Although it’s possible that Thorp has never played video poker and almost certainly was not thinking of that game in particular when he addressed these writers, I found myself thinking about how Thorp’s comments applied to recreational video poker players.

There are “smart” recreational gamblers. These players know they are taking the worst of it but enjoy what they are doing and don’t mind paying for it. This is actually a rational way to act for some people. These players believe becoming skillful is too difficult, too time consuming, too boring, or too whatever. These players pay for their gambling excitement. Thorp wasn’t talking about this group of gamblers either because these players are not ignorant about their chances.

There is a large group of video poker players who simply do not believe that pay schedules matter very much and that strategy is mostly common sense. These people believe they will win if they’re lucky and lose if they’re unlucky.

These players often use systems to limit their losses. Some of them believe that if they refuse to lose more than $100 each time they go gambling — but their potential win is unlimited — that this, then, is a good money management system. Others use variations on the Martingale systems. These systems can usually book a small win, but the occasional big losses wipe out far more than those accumulated small wins.

Still others believe in changing machines if either the machine has just hit a jackpot or has been too stingy in paying out jackpots recently. Both reasons are equally fallacious.

These people are not necessarily stupid (although some are). They have their strategies for playing as they do. They just don’t have the knowledge to realize that their strategies are largely worthless. And they don’t understand that this lack of knowledge dooms them to being a long term loser.

A lot of these players defend their strategies and will argue with anybody who attempts to explain what modern experts believe is the correct way to think. In the days of Internet forums, everybody has the right to post what they believe. If you’re just beginning, you don’t know who is knowledgeable and who isn’t.

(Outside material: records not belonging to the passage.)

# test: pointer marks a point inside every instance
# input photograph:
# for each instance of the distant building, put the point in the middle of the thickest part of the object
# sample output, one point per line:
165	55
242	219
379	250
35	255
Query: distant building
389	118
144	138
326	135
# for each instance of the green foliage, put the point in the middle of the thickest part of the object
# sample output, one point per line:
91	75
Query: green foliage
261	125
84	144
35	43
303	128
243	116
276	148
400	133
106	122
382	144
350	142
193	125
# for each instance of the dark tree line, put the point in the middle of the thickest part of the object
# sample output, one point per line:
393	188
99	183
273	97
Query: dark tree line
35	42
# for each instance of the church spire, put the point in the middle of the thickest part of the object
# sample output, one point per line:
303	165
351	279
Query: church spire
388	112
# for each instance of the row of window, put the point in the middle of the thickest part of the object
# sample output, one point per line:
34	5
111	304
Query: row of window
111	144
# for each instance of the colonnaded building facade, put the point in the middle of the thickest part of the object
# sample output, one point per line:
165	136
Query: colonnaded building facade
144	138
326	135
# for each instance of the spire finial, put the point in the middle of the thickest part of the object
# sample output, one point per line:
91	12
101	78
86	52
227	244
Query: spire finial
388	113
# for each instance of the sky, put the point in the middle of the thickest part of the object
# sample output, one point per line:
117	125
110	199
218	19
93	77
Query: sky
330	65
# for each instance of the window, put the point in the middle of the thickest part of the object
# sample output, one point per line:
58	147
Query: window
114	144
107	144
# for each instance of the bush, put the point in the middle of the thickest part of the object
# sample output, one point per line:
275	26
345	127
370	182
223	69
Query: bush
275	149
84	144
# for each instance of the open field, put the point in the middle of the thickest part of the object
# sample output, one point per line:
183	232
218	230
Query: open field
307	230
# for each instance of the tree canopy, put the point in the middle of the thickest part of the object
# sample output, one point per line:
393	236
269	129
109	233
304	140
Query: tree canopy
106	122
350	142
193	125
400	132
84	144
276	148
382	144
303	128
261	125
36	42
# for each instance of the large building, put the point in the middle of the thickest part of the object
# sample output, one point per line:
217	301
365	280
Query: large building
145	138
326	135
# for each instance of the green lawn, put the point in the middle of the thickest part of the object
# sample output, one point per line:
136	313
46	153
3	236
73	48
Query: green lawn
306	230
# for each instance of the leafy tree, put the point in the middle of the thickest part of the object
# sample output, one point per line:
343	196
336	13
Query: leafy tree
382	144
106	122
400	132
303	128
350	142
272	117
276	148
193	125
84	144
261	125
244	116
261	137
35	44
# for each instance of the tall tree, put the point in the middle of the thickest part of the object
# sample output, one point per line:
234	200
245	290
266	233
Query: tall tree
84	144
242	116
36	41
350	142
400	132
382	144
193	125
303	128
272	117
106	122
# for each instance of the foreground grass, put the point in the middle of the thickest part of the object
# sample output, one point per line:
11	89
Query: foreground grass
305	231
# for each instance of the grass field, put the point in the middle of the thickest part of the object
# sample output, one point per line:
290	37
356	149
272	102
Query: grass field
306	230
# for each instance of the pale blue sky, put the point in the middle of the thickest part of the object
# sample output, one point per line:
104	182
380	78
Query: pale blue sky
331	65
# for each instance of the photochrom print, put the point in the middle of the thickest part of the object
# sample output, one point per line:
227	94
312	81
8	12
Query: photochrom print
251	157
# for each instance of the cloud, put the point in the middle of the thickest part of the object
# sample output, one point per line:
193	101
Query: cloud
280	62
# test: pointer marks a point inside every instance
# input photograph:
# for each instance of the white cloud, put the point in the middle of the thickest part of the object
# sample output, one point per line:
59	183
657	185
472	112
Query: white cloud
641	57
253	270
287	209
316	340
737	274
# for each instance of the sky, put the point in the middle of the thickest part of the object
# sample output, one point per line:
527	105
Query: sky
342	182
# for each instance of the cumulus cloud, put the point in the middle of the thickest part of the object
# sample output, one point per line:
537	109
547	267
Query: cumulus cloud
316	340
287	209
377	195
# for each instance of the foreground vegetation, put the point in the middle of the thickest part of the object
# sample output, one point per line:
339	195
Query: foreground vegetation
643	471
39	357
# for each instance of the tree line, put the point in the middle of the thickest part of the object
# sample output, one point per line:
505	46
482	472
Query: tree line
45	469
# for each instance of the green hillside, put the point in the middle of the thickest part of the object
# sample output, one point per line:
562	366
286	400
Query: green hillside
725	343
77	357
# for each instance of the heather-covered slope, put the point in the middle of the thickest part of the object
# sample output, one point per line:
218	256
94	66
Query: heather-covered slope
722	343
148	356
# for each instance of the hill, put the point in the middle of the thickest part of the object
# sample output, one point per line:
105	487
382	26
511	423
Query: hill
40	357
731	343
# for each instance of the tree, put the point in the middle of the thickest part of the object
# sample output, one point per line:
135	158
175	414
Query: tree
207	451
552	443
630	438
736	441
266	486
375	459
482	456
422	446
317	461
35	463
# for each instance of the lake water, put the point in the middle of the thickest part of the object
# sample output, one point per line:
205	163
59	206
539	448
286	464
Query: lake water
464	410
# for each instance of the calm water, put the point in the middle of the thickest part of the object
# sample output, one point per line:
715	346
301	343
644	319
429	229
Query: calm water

Gambling’s tax on ignorance is quite high. It is especially high for those who don’t believe it exists or think that they are immune to it. Most people who know they aren’t knowledgeable play for small stakes relative to their total wealth. To lose a lot, somebody either really has to think that their system works or that they really know the right way to do it. And when the ignorant bet big, the results almost always involve getting into a financial hole that keeps getting bigger and bigger over time.